Falsos médicos são contratados por hospitais públicos e privados que descumprem regras básicas na hora da seleção. Pacientes correm risco de vida com doutores de mentira
Gisele Brito
gisele.brito@folhauniversal.com.br
A carreira de médico é uma das mais difíceis, concorridas e prestigiadas no País e no mundo. Quem veste jaleco branco costuma transmitir uma credibilidade quase inquestionável. Falhas de gestores públicos e administradores de hospitais privados, porém, têm permitido a contratação de falsos médicos, colocando em risco a vida dos pacientes.
No início deste mês, o Conselho Regional de Medicina (CRM) de Pernambuco recebeu duas denúncias de exercício ilegal da profissão. Em uma delas, o falso doutor atuava há mais de 10 anos. Ele chegou a participar da equipe de dirigentes de um hospital.

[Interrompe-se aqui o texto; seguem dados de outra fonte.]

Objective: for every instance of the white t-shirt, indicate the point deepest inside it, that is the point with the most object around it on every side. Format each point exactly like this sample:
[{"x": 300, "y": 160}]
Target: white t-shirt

No primeiro caso, um médico formado em Cuba foi pego atuando com o número de registro de um médico de mesmo nome. Segundo Helena Carneiro Leão, presidente do CRM pernambucano, na Região Norte, em função da proximidade com as fronteiras, muitas pessoas que cursam medicina em outros países, e não poderiam atuar no Brasil sem passar por um curso de adaptação e ter o diploma reconhecido, exercem ilegalmente a profissão.
Apenas 4 dias depois dessa fraude ser descoberta, veio à tona o caso de Leonardo de Moura Cintra, que trabalhou durante 10 anos em hospitais pernambucanos sem ter concluído o curso de medicina. O caso dele é considerado excepcional porque, além de ser bastante respeitado e conhecido, Cintra atuava no Hospital Regional do Agreste, o maior do interior do estado, em Caruaru, e chegou a integrar a diretoria de outro hospital. “Muitas vezes, em cidades pequenas, para resolver um problema ou por falta de profissionais interessados em atuar, os gestores contratam sem muitos critérios, o que é errado. Nesse caso, era um hospital grande, não havia essa pressão. Mas, apesar de ser um hospital público, ele não era concursado. Esse vínculo empregatício precário e a falta de um plano de carreira para os médicos colaboraram para a situação”, explica Helena Leão.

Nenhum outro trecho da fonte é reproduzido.